Ha! i just looked up that pail/kettle thing. ridiculous. my recipe is just a plain amber ale with some caraamber and crystal40L. california ale yeast. I just remembered that i did use some amber and light extract that i bought over a year ago and didnt really store. just put it in a box in the basement.
 
I started brewing in England in the early 1970's. There was no such thing as Food Grade plastic in those days, and specialized plastic fermenters hadn't been invented. I fermented in a plastic trash bin. It was a new trash bin though and dedicated to brewing. So did most of the other homebrewers in that age, and I'm still around. So are all my brothers, who did the same thing. I must admit, I switched to glass carboys after about 3 years, so perhaps that saved me.

-a.
 
Actually most of those basic plastic buckets are usually made of food grade plastics, they just aren't certified and stamped as such, because the company's selling them don't want to go through the extra hassle of going through that. Over the years we've had plastics people on here who were familiar with the buckets sold by most hardware stores and they were fine with them for brewing.
 
Revvy said:
Actually most of those basic plastic buckets are usually made of food grade plastics, they just aren't certified and stamped as such, because the company's selling them don't want to go through the extra hassle of going through that.

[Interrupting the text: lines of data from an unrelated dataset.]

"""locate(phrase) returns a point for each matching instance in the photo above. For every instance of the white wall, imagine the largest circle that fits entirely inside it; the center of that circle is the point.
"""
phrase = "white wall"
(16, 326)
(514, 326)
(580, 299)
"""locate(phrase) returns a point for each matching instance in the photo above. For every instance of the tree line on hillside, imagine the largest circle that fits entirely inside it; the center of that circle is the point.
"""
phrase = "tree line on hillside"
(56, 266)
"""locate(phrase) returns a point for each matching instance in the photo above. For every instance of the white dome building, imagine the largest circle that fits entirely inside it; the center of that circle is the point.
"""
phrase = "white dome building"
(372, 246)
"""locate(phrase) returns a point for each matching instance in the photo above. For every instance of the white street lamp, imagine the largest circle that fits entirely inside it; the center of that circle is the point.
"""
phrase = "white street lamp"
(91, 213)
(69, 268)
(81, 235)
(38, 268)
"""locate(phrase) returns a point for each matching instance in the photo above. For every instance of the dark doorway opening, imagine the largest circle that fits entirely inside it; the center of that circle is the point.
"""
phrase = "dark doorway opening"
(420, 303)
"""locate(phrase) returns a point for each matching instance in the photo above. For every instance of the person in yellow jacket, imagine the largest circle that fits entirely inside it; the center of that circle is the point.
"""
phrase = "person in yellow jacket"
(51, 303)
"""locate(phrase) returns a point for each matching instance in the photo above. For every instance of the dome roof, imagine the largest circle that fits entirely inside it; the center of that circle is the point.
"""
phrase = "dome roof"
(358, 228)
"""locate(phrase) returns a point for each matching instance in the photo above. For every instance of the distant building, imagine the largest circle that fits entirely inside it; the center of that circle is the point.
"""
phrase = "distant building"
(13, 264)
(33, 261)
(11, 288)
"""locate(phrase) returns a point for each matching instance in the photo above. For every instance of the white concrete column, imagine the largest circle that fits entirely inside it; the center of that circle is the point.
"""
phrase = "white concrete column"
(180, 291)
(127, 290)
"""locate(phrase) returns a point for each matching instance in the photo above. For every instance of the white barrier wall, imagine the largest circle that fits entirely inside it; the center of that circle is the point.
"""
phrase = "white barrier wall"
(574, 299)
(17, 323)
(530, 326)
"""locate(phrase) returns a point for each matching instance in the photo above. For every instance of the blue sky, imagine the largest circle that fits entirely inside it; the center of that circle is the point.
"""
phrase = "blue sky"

Over the years we've had plastics people on here who were familiar with the buckets sold by most hardware stores and they were fine with them for brewing.

So from what you've read, would you feel comfortable using HD buckets for things like storing grains and as a bottling bucket? I still wouldn't consider them for fermentation, especially when an ale pail only runs $12 at the LHBS.
 
That makes sense, seeing as how the LHBS (Adventures) stores their opened grains in those large plastic rubbermade containers. Thanks!